I type this from a darkened hotel room in Denver. The sun outside my ninth floor window is...aggressive. Did you ever notice that? How it hovers there, burning everything? It might just be me and my frustrated, hairline fractured psyche this trip. Naturally, I'd find myself in the sunniest, healthiest, most glowing mountainous city in the country. I miss NYC and not looking anyone in the eye. I'm not anonymous enough here. Yesterday, I found myself having to network and smile and care and I just would prefer not to right now.
Forgive my morose brain. It's just that my life feels so much like a jigsaw puzzle and the pieces surreptitiously change shape as soon as I pick them up. I've got the picture on the box of what everything should look like: a bright two dimensional tableau of two bright people, mid conversation, laughing. They easily gather and collect every line of conversation that passes between them, understood and understanding, making each other laugh. Sometimes there's a goddamned rainbow in the background, I don't know. But when I spend some time searching for the right piece to put in the right place at the right time and I finally think I've got it, the picture has shifted a few inches, or what was day is now night, or in place of a man there is a shadow. And while I was busy noticing all that, the piece in my hand has morphed, or crumbled or vanished. It is exhausting.

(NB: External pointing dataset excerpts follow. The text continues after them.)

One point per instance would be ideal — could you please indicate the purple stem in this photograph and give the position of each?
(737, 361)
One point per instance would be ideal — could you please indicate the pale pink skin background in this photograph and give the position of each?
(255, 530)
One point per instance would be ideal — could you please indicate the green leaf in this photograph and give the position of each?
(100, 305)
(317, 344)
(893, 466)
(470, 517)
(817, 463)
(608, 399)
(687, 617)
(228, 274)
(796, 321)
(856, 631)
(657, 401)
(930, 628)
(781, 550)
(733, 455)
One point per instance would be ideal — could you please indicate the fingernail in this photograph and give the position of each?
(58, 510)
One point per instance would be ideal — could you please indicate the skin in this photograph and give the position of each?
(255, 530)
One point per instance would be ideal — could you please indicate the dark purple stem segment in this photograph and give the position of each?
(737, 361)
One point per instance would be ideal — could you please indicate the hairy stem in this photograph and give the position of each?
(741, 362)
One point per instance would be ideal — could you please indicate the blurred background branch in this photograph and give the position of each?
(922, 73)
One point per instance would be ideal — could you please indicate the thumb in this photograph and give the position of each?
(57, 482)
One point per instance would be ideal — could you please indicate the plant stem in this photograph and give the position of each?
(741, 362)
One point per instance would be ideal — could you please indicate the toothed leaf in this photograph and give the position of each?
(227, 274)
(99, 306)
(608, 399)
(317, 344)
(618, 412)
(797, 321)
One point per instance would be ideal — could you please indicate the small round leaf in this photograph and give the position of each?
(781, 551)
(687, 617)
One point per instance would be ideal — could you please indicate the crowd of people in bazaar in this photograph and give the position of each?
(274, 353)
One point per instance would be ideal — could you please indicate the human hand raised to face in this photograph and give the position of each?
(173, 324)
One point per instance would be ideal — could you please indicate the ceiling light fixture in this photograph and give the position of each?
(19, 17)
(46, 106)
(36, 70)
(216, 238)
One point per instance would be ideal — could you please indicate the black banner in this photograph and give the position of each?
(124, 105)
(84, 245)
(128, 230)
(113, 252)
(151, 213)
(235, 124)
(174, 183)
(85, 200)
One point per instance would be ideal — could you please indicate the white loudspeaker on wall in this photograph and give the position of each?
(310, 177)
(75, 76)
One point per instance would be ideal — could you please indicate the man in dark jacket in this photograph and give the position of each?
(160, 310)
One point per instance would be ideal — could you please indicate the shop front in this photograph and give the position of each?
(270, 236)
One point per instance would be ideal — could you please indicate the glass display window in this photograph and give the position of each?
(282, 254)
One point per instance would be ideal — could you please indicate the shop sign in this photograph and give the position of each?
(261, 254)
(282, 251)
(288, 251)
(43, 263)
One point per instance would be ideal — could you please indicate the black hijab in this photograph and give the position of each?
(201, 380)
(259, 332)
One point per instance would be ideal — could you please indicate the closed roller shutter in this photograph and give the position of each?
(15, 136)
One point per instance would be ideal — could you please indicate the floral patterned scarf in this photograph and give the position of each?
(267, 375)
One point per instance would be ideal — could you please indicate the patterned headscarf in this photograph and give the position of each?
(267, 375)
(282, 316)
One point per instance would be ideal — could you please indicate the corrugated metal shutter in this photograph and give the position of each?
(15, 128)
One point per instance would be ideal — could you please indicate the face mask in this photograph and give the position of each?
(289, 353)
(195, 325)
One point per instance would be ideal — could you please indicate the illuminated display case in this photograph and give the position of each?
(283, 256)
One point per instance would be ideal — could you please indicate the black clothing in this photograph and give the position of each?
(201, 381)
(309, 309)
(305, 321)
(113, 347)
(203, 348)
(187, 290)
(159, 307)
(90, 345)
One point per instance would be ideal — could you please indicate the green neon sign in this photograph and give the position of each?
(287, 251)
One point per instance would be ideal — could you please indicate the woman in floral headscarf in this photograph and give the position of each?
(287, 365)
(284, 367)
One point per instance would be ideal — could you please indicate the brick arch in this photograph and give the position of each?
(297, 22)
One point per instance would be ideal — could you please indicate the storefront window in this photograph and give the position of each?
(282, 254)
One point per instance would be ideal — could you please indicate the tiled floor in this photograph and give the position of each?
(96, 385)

And that's how I feel today: exhausted. Anti-sun. Hungover. Over caffeinated. Cynical. I should probably put in some effort today at the conference, to meet new faces and network for new opportunities. And I almost gathered the necessary energy to do so. I went downstairs to get some free coffee and while I stood, staring blankly at factory commissioned artwork on the wall and waiting for it to sputter into my cup, I overheard a man say "I can't wait until I get my truck back...this rental is full of girl juice." So I came back upstairs to type this from a darkened hotel room, in Denver. I've got a meeting in an hour and I'm defying my brain to not run the phrase "girl juice" like a Fox News ticker along the bottom for the rest of the day.
Wish me luck.
Altitude makes me feel exactly like this, too.